Zur Verachtung des Froschgeschlechts seitens der Menschen hat aber auch beigetragen, daß es an menschlichem Maß gemessen keine bedrohlichen Riesenformen von ihm gibt und wohl auch nie welche gegeben hat. Wir mußten nie vor Fröschen Angst haben. Andererseits schmecken sie auch nicht sonderlich gut, wir haben nie systematische Jagd auf sie gemacht, und so gab es auch keine mythologische Überhöhung. Das harmlos-drollige Märchen vom Froschkönig ist der einzige „Mythos“, der sich auf die Froschwelt bezieht.

Bestimmte Naturvölker gewannen freilich aus dem Hautschleim einiger Arten, z. B. Phyllobates terribilis („der schreckliche Baumsteiger“), das berüchtigte Pfeilgift, mit dem sie auf Beutetiere und auch auf andere Menschen schossen. Das erhöhte die Verachtung, die der Gattung widerfuhr, obwohl die Frösche gewissermaßen nichts dafür konnten. Ihre Haut war giftig, weil sie in ihrem natürlichen Biotop giftige Ameisen und Schmetterlinge verspeisten. Als Forscher sie einfingen und im Terrarium ungiftig ernährten, verloren sie ihre Giftigkeit. Aber da war es zur Aufbesserung ihres Rufes längst zu spät.

Der gegenwärtigen Misere könnte wahrscheinlich nur begegnet werden, indem die Froschforscher sich entschlössen, die grassierende Froschpest medial wirkungsvoll mit der Klimakatastrophe zu verbinden. Der unheimliche Chytridpilz, so könnten sie beispielsweise zu Protokoll geben, sei eindeutig durch die Erwärmung des Weltklimas aktiv geworden, und eine üppige staatliche bzw. mäzenatische Finanzierung der Frosch-Chytrid-Forschung würde einen entscheidenden Beitrag zum Klimaschutz leisten.

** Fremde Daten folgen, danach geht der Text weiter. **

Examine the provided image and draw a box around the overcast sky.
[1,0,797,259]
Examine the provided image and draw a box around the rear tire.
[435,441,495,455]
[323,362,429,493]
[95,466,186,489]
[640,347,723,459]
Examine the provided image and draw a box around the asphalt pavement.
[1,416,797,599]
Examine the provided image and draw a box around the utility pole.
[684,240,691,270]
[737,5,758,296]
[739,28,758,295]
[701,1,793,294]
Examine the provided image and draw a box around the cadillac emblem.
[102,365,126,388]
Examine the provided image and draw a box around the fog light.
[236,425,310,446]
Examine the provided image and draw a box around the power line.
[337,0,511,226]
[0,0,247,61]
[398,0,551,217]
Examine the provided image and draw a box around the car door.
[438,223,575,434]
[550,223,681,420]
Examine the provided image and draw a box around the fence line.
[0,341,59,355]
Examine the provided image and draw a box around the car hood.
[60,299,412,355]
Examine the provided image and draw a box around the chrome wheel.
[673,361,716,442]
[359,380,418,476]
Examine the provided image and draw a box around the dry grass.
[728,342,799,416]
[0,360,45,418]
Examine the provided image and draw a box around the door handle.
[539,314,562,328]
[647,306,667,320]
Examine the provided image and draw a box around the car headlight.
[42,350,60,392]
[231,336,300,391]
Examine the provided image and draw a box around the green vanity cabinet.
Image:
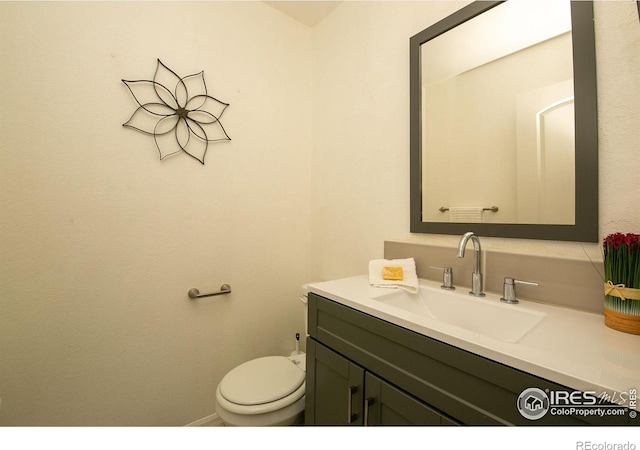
[305,292,631,426]
[306,339,458,425]
[364,371,458,426]
[305,339,364,425]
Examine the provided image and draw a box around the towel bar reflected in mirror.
[439,206,499,213]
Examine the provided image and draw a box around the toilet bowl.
[215,353,306,426]
[215,285,311,426]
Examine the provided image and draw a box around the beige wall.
[1,0,639,427]
[311,1,462,281]
[0,2,312,426]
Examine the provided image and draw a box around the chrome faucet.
[456,232,485,297]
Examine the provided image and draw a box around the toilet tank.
[300,284,312,336]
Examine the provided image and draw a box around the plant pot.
[604,303,640,335]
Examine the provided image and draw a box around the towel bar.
[439,206,498,213]
[188,284,231,299]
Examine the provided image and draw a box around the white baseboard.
[185,413,225,427]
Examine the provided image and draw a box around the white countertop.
[308,275,640,407]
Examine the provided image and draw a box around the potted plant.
[603,232,640,334]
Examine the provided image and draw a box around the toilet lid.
[219,356,305,406]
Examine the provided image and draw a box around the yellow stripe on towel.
[382,266,404,281]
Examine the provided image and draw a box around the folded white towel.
[449,207,484,223]
[368,258,419,293]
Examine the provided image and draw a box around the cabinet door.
[364,372,458,426]
[306,339,364,425]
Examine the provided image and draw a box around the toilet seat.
[217,356,305,415]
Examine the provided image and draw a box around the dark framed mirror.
[410,1,598,242]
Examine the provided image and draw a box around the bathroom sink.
[371,285,546,343]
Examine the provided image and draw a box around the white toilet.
[215,352,306,426]
[214,287,310,426]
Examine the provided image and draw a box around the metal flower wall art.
[122,59,230,164]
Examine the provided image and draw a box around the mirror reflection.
[421,1,573,224]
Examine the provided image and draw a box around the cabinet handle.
[347,386,358,424]
[364,397,375,426]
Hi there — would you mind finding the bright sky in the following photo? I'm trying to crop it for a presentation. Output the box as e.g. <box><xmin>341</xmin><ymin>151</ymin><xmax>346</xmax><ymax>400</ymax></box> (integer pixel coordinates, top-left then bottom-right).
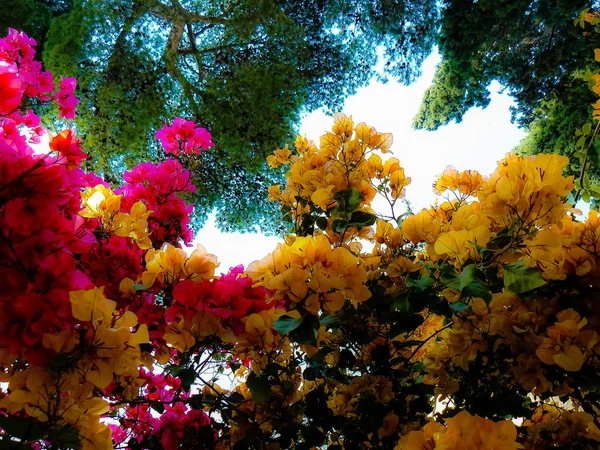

Leider läßt der Verlauf des Zoologen-Kongresses in Atlanta nicht auf solchen Durchbruch hoffen. Kevin Zipple, der Präsident der Veranstaltung, warnte im Gegenteil eindringlich vor jeder voreiligen Verallgemeinerung und appellierte an die angereisten Gelehrten, kaltblütig und sachlich zu bleiben und dem „Eros der Wissenschaft“ den Vorzug vor jeder bloßen Propaganda zu geben. Mit solchen Appellen ist heutzutage weder den Gelehrten noch den Fröschen gedient.